Le 3 décembre, Ludmila Pagliero, en Naïla, convoque sur scène l’esprit de la Sylphide: elle prête à son personnage sa légèreté, le raffinement de ses pieds, cette faculté à flotter sur scène qui hypnotise la salle. Elle était secondée par Emmanuel Thibault, elfe bondissant, talent trop rare et dont les qualités virtuoses sont mises en valeur par ce rôle. Vincent Chaillet est un Mozdock viril et bagarreur , très charismatique en meneur de danse de caractères énergiques. Malgré tout le talent dramatique de Laetitia Pujol, sa Nourreda semble avoir du mal à exister face à la puissance de Mozdock et l’abnégation totale de Naïla: on a du mal à s’intéresser à ce personnage qui se laisse porter par les évènements et ne cherche jamais à inverser le cours du destin. De même, Karl Paquette n’a pas hérité du rôle le plus valorisant avec Djemil, que ce soit en terme de chorégraphie, de costume ou de dramaturgie : on lui en voudrait presque de laisser Naïla se sacrifier, pour partir avec une “héritière”. Il parvient néanmoins à faire ressentir un début de dilemme, dans le pas de deux final avec Naïla, porté par la complicité des deux danseurs qui sont très souvent associés. Il faudra également souligner l’odalisque tout droit sorti d’un tableau orientaliste de Nolwenn Daniel ainsi que le très beau travail de Alexis Renaud dans le pas de deux du Khan avec Naïla.

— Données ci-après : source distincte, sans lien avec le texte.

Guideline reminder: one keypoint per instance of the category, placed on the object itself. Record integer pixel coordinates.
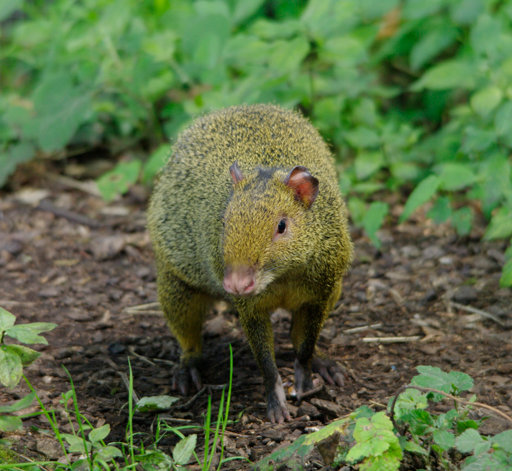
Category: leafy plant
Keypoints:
(13, 358)
(413, 98)
(410, 433)
(86, 446)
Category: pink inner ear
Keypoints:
(304, 184)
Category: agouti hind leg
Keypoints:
(307, 322)
(185, 309)
(258, 330)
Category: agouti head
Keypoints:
(264, 235)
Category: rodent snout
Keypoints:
(239, 281)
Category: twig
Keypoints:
(147, 308)
(411, 338)
(46, 205)
(397, 297)
(89, 187)
(6, 302)
(362, 328)
(124, 378)
(132, 351)
(191, 400)
(474, 310)
(309, 393)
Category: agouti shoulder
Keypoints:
(248, 209)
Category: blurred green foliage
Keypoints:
(411, 94)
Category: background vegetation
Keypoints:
(413, 96)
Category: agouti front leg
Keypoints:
(307, 322)
(258, 330)
(185, 309)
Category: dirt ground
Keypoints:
(67, 257)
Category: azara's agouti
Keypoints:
(248, 209)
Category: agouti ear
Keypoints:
(304, 184)
(236, 173)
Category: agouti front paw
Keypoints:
(183, 376)
(329, 370)
(277, 411)
(303, 379)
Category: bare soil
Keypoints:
(68, 257)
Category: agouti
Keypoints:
(248, 209)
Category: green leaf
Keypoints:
(109, 452)
(12, 156)
(243, 10)
(441, 211)
(465, 12)
(455, 176)
(8, 7)
(183, 450)
(23, 403)
(506, 275)
(26, 354)
(357, 209)
(410, 399)
(118, 180)
(286, 56)
(367, 163)
(444, 439)
(305, 443)
(99, 434)
(76, 444)
(373, 219)
(462, 220)
(467, 441)
(449, 74)
(28, 333)
(11, 368)
(7, 319)
(503, 119)
(416, 9)
(374, 437)
(433, 377)
(486, 100)
(154, 163)
(420, 195)
(61, 108)
(10, 423)
(500, 226)
(362, 137)
(503, 440)
(413, 447)
(155, 403)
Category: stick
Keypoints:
(475, 310)
(411, 338)
(363, 327)
(46, 205)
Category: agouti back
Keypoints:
(248, 209)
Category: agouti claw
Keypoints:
(329, 370)
(182, 378)
(303, 379)
(277, 411)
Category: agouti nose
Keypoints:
(239, 281)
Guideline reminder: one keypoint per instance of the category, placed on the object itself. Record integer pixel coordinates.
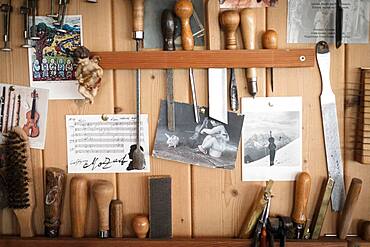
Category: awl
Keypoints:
(217, 77)
(330, 125)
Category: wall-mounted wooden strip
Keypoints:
(207, 59)
(41, 242)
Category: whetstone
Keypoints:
(160, 207)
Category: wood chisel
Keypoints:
(345, 219)
(330, 126)
(248, 28)
(229, 21)
(168, 31)
(302, 192)
(217, 77)
(184, 10)
(323, 205)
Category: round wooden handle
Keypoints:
(269, 39)
(184, 10)
(103, 194)
(116, 219)
(349, 207)
(79, 197)
(229, 21)
(138, 15)
(248, 28)
(302, 192)
(168, 30)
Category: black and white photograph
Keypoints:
(208, 143)
(272, 138)
(310, 21)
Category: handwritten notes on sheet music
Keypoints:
(101, 144)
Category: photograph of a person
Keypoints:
(272, 138)
(208, 143)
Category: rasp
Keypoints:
(330, 126)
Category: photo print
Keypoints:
(272, 138)
(209, 143)
(51, 59)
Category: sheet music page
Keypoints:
(101, 143)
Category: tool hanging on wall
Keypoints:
(33, 6)
(168, 31)
(330, 125)
(62, 10)
(137, 151)
(184, 10)
(302, 192)
(6, 8)
(248, 29)
(229, 21)
(269, 41)
(217, 77)
(25, 11)
(103, 194)
(55, 187)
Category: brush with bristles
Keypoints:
(19, 179)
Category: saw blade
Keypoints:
(330, 126)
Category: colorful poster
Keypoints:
(272, 138)
(51, 59)
(24, 107)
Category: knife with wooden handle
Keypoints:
(217, 77)
(248, 29)
(229, 21)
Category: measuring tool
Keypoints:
(330, 125)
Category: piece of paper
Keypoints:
(310, 21)
(272, 138)
(101, 143)
(209, 143)
(241, 4)
(24, 107)
(51, 62)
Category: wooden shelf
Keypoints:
(286, 58)
(202, 242)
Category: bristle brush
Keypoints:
(19, 179)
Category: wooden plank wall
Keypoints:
(206, 202)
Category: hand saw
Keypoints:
(330, 125)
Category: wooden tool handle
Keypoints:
(168, 30)
(55, 187)
(248, 30)
(229, 21)
(270, 39)
(116, 219)
(184, 10)
(138, 15)
(79, 197)
(103, 194)
(302, 192)
(349, 207)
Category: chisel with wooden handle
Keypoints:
(248, 29)
(168, 32)
(217, 77)
(79, 198)
(229, 21)
(184, 10)
(302, 192)
(330, 126)
(345, 218)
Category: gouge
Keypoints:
(184, 10)
(229, 21)
(302, 192)
(248, 28)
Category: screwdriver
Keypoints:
(269, 41)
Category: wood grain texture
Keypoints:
(205, 242)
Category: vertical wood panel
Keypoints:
(132, 189)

Une représentation sous le signe d’une certaine poésie nostalgique.
Le 10 décembre, le trait est brossé avec plus de vigueur: le poème a fait place une aventure exotique. Cette fois, l’histoire est centrée sur le couple Djemil – Nourreda. François Alu a un jeu très naturaliste. Là où Karl Paquette apparaissait comme un doux rêveur, il est un jeune homme débrouillard, capable d’épater la galerie avec ses pirouettes qui n’en finissent pas et des sauts virtuoses. Le contraste est assez saisissant avec la Nourreda fière et sophistiquée d’Eve Grinsztajn, et la relative brusquerie du jeune homme dans les pas de deux illustre l’écart social entre Nourreda et Djemil. Le Mozdock d’Audric Bezard est colérique et ombrageux et l’interaction avec Eve Grinsztajn est très réussie. Valentine Colasante est une explosive favorite du Khan. Les créatures surnaturelles, la Naïla de Muriel Zusperreguy et le Zaël d’Allister Madin, sont ce soir de charmants facilitateurs qui font avancer l’action sans voler la vedette aux humains.
La Source, réinventée par Jean-Guillaume Bart, présente enfin une qualité essentielle: elle propose six beaux rôles de solistes et de nombreux passages chorégraphiés pour des ensembles. La danse s’y enchaîne de façon fluide et naturelle, parvenant à faire s’évader le spectateur sans autres artifices qu’un décor finalement assez épuré et la musique de Minkus et Delibes: le cadeau d’un amoureux de la danse à la troupe de son coeur.